I hear it first thing in the morning. Though it's not really silence. There's the whir of the fan, the slowly ticking clock. It's not so much the absence of sound that defines silence, but a moment when the second hand slows the spinning Earth and creates an expansiveness of time. Not just on the borderlands of waking and sleeping, we cross the threshold into this broad space more often than we realize. Usually artists take us there.
She offers the reader a poem by Suzanne Cleary, Elm Street, which will go down as one of my favorites. You see, I've been reading more poetry now, usually in the mornings before I go to work. Poems force us to slow down. Poems demand silence, contemplation, and time—what our souls and bodies need, I believe, in this fast-paced world. Elm Street is "the story of a man sitting on the porch with his guitar, not playing, but getting ready to play. The whole street is in a state of suspended animation before the first strings are strummed." Here's an excerpt.

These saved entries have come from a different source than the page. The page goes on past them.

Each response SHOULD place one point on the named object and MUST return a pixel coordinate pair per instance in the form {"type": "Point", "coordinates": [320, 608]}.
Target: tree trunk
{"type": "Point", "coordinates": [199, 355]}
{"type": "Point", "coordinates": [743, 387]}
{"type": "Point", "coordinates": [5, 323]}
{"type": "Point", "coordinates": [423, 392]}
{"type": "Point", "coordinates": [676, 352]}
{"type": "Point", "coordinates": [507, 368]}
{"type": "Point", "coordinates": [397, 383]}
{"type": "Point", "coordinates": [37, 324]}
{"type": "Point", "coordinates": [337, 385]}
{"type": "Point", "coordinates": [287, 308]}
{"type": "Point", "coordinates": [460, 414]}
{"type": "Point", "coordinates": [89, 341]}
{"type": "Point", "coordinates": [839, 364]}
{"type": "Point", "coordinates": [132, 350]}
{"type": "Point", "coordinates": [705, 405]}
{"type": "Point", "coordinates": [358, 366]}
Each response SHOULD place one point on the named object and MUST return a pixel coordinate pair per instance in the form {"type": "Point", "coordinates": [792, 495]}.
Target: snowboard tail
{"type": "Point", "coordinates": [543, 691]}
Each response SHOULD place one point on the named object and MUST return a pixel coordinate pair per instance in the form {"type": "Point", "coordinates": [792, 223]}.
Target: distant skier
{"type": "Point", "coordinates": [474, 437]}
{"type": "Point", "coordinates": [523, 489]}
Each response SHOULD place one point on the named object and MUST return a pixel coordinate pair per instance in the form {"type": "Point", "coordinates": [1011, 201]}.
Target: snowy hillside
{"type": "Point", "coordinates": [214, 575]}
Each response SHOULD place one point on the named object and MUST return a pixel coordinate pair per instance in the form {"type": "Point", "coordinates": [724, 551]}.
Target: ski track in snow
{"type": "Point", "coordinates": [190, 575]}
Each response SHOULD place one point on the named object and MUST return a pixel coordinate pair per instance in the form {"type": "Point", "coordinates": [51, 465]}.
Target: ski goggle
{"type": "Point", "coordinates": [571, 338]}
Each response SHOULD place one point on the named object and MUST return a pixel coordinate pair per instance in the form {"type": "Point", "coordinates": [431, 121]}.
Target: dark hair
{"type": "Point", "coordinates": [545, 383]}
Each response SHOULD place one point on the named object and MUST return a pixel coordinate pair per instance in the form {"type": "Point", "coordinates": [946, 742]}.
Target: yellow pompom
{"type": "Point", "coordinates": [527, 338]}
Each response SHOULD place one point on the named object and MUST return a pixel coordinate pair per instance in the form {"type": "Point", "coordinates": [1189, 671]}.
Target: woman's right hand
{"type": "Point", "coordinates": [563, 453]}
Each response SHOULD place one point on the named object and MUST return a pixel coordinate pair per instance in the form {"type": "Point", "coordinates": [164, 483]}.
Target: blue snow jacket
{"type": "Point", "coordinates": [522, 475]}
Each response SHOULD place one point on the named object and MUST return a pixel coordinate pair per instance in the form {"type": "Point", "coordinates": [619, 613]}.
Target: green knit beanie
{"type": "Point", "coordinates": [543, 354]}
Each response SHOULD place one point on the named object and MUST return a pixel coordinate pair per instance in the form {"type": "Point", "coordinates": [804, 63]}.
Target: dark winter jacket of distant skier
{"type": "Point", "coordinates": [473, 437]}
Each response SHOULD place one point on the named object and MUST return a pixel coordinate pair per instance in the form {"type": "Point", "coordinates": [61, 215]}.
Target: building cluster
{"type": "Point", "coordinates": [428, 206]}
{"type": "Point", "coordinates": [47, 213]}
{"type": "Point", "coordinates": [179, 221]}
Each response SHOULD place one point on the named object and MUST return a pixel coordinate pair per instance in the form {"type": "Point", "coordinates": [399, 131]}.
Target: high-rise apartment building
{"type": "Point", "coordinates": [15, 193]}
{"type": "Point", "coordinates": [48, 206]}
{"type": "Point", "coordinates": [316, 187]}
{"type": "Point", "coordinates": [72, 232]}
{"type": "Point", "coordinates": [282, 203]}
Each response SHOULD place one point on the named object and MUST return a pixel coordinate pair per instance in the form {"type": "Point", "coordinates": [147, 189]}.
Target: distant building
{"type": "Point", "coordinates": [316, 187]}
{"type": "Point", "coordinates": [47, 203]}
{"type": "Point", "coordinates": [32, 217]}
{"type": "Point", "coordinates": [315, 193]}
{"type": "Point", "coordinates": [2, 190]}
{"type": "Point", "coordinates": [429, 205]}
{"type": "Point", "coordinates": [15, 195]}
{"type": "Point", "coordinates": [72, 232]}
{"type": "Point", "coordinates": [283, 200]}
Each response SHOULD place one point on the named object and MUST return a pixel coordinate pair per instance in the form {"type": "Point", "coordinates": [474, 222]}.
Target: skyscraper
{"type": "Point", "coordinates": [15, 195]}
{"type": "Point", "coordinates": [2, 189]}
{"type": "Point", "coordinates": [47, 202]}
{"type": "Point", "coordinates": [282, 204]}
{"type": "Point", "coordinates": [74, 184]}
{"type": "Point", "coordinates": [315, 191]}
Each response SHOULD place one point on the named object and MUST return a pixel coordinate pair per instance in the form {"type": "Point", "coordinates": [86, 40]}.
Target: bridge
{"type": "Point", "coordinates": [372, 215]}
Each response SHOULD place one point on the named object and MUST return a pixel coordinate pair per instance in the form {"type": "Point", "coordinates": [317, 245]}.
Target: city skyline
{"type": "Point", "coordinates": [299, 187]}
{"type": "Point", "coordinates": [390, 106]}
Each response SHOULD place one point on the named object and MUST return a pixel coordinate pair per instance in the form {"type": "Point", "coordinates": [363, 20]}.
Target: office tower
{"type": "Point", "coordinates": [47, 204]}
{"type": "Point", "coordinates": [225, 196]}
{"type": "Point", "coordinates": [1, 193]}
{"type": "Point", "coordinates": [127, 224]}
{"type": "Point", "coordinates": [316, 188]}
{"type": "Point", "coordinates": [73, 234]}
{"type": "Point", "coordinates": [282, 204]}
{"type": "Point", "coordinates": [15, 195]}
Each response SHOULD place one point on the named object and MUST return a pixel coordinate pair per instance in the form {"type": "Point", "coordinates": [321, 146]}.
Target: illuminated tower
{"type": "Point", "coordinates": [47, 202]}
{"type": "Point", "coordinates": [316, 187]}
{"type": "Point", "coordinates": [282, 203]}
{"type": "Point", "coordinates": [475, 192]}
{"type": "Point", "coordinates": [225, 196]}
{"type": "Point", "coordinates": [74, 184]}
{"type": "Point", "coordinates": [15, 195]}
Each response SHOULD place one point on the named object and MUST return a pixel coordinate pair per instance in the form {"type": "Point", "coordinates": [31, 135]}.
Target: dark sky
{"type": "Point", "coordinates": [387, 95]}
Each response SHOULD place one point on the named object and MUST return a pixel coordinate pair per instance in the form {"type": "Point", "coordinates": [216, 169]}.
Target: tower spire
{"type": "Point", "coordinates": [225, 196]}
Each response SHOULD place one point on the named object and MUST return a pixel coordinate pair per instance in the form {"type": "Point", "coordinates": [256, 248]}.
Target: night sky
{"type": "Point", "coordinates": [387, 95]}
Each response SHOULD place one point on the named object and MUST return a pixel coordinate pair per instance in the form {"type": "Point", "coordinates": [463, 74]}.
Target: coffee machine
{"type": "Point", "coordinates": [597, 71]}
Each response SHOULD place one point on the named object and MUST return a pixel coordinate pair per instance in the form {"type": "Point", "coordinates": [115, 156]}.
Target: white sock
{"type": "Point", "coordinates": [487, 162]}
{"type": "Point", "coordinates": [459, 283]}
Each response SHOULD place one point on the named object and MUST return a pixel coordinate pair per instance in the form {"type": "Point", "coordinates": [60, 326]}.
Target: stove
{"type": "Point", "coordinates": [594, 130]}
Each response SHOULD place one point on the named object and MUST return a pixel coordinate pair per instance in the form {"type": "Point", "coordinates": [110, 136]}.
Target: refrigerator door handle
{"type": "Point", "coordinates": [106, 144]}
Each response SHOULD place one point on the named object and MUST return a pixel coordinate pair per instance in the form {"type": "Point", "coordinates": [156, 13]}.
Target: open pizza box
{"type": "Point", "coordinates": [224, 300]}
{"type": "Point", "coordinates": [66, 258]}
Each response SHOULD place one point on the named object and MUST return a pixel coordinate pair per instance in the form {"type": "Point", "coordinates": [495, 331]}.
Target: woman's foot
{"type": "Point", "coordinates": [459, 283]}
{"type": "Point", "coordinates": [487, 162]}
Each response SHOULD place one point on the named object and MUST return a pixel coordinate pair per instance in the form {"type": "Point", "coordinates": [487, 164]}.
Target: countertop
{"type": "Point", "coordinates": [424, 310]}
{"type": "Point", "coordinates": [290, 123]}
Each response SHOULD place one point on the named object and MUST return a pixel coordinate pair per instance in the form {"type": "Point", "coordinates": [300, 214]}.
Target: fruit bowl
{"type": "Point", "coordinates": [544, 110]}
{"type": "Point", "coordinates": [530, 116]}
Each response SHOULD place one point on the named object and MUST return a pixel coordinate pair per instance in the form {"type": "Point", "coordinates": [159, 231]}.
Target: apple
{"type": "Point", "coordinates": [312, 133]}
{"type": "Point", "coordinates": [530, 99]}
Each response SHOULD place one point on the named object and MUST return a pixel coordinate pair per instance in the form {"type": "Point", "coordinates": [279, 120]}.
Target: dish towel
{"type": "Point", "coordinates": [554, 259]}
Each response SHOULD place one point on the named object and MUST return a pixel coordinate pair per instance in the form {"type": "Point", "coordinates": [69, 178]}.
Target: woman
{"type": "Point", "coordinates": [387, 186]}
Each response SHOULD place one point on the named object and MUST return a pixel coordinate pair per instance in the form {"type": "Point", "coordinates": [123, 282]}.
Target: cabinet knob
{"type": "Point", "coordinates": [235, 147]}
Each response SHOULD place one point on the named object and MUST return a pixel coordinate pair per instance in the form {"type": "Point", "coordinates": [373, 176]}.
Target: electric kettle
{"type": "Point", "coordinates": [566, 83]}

I am so happy to see the man who lives in the house on the corner
sit on the porch with a guitar on his knee, one arm draped
loosely, as if he patiently scans a vast repertoire, choosing
which song to play, or as if he has stopped mid-song
to tighten a string, then decided to listen to Elm Street
and compose a new song, notes his fingers will find and follow,
for Elm Street is a steep hill that draws skateboarders like a magnet,
that makes drivers roll down the truck window and stick an elbow out.